White Earth area resident Barb Fabre began the discussion, stating, "All the research in the last 25 years shows that for every child, 80 percent of their brains develop from (age) 0 to 3."
She cited published research from Dr. Todd Risley, "Meaningful Differences in the Language Learning Environments of Young Children," which "shows that children from middle to high income families arrive at kindergarten with a 20,000 word vocabulary," while "children from low income (families), and especially children of color, are arriving with a 3,000 to 4,000 word vocabulary."
She stated that early childhood and pre-kindergarten programs aren't available to a considerable number of poor and minority groups in the state, and that "Minnesota is one of the states with the worst achievement gaps," then asked the legislators if they supported early learning scholarships and/or "universal pre-K," a program supported by Governor Mark Dayton that would bring pre-kindergarten programming into the public schools.
"I support universal, voluntary pre-K," said Marquart, "but I also believe in a mixed system and giving parents a choice. It may not all be in a school setting. It could be Head Start, it could be family daycare, it could be a church daycare... a mixed delivery system that allows parents to decide."
He also noted, however, that "sometimes the gains made in pre-K don't follow through into the third grade. But what they have seen is that if you have a consistent curriculum all the way through the third grade, then you see the gains."
Eken said he also supported early learning scholarships and pre-K programs, but he was also concerned about the fact that these pre-K learning programs may not be starting early enough.
"When you're talking about students' vocabulary when they're starting school, at that point you're already placing these students at a great disadvantage, so we need to reach them even earlier, and make sure they're starting at the same starting line."
Fabre also posed the same question to Utke and Green at Thursday night's forum in Frazee.
"I've supported early learning scholarships, but not universal pre-K," Green said.
Utke agreed, stating that the Legislature had actually invested about $50 million in the Minnesota Department of Education's early learning scholarship program, but he felt that universal pre-K "would mess up our childcare system even more," by taking even more preschool-age kids out of home-based childcare programs.

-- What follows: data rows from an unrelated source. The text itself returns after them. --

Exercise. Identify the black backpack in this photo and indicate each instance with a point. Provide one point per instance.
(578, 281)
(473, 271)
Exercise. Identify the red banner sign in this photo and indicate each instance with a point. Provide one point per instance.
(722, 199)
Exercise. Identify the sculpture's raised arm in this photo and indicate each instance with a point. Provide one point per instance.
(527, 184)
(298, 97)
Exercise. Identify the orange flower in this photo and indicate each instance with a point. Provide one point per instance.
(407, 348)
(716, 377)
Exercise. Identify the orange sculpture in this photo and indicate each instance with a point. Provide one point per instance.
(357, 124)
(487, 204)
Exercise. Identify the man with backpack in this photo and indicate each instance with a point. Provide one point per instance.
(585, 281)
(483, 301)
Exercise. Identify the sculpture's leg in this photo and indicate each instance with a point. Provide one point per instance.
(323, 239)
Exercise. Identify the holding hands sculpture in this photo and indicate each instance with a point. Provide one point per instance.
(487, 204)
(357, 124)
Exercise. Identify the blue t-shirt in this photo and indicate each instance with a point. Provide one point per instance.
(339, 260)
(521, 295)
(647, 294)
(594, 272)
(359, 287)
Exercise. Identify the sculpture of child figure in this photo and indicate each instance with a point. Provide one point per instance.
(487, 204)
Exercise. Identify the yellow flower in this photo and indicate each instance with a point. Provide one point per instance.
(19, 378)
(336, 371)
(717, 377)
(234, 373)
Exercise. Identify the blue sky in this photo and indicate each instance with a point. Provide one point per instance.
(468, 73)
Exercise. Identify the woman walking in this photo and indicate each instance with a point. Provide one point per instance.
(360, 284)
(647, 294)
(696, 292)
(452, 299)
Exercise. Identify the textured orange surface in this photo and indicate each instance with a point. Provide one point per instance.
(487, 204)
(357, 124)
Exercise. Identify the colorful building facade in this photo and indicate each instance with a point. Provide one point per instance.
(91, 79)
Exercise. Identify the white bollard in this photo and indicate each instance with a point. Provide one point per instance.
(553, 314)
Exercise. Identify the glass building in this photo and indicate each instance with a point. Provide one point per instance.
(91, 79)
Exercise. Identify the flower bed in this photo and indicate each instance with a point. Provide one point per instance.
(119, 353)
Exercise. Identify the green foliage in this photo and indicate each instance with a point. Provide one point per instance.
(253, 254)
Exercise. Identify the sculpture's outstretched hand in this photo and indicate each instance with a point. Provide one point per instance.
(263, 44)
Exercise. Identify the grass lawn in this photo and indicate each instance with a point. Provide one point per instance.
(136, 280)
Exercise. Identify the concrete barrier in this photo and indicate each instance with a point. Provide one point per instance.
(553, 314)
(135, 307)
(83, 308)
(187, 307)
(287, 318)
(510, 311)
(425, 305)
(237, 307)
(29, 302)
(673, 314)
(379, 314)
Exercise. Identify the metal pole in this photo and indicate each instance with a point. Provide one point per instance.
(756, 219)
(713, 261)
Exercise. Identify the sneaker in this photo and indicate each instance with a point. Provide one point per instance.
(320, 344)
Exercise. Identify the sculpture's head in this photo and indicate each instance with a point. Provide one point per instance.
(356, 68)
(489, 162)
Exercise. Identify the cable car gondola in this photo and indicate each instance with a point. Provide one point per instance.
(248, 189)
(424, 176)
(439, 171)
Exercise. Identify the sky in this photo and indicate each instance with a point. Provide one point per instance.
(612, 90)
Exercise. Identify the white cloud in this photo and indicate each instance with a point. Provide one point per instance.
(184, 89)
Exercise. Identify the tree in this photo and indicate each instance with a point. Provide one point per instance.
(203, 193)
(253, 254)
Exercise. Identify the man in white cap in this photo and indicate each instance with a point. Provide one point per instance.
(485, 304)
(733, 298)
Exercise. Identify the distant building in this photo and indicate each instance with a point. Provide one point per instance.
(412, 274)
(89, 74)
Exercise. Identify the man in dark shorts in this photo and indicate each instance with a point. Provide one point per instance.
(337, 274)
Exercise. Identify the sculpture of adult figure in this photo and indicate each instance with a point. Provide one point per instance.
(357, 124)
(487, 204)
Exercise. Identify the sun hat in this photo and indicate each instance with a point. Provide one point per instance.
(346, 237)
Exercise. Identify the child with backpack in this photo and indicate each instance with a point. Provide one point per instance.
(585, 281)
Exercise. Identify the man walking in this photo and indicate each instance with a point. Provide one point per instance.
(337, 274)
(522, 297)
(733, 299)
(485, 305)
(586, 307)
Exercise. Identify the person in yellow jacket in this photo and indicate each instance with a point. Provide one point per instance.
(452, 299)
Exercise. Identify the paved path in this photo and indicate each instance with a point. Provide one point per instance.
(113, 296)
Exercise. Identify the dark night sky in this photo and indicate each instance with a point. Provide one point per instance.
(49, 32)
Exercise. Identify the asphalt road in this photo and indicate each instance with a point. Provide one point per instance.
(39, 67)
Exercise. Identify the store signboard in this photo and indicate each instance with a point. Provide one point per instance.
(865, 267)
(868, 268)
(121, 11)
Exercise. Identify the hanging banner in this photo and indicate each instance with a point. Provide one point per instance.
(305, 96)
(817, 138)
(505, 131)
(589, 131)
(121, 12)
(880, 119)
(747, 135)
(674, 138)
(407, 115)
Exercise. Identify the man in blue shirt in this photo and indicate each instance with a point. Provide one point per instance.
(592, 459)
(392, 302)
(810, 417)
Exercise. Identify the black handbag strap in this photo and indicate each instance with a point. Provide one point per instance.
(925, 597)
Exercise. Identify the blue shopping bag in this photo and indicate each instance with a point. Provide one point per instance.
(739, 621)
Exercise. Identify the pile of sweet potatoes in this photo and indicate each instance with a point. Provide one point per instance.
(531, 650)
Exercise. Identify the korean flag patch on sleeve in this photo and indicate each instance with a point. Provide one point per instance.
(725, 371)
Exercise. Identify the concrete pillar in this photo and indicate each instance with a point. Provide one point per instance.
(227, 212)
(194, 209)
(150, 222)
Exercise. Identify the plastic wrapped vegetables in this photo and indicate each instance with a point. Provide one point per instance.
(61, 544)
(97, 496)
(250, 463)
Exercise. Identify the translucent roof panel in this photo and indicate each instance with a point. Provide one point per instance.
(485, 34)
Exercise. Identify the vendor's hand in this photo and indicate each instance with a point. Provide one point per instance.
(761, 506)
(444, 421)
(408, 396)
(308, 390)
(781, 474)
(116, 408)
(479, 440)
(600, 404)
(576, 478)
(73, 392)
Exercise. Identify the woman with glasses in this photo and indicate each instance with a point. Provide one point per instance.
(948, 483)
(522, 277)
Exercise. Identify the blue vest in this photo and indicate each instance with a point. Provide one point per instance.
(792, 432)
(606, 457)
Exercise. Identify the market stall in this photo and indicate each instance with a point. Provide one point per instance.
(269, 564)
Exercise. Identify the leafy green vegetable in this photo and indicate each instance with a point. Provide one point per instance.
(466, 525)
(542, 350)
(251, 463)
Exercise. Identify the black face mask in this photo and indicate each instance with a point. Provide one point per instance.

Another major topic at Thursday night's forum in Frazee was gun control. Neither Utke nor Green support current reform measures targeted at universal gun registration or the so-called "red flag law," which would allow police to temporarily confiscate firearms from people who are threatening to harm themselves or others - without a warrant or judge's authorization.
Despite vocal disagreement from some members of the audience, Utke said, "taking guns away doesn't reduce crime."
"Guns are not the problem - mental health is the problem," he added. "Mental health is the real issue we have to address... and it's not a quick fix."
When the topic of the need for more affordable housing came up, Green said he had tried to author just such a bill three years ago but "was pretty much laughed at."
He added, "I'm still working on it," noting that he is currently working on legislation that would offer a tax break to businesses that buy land for housing, then sell it to their employees "for what they put into it." He is also trying to find ways to use manufactured homes as a more affordable form of housing for lower-income families.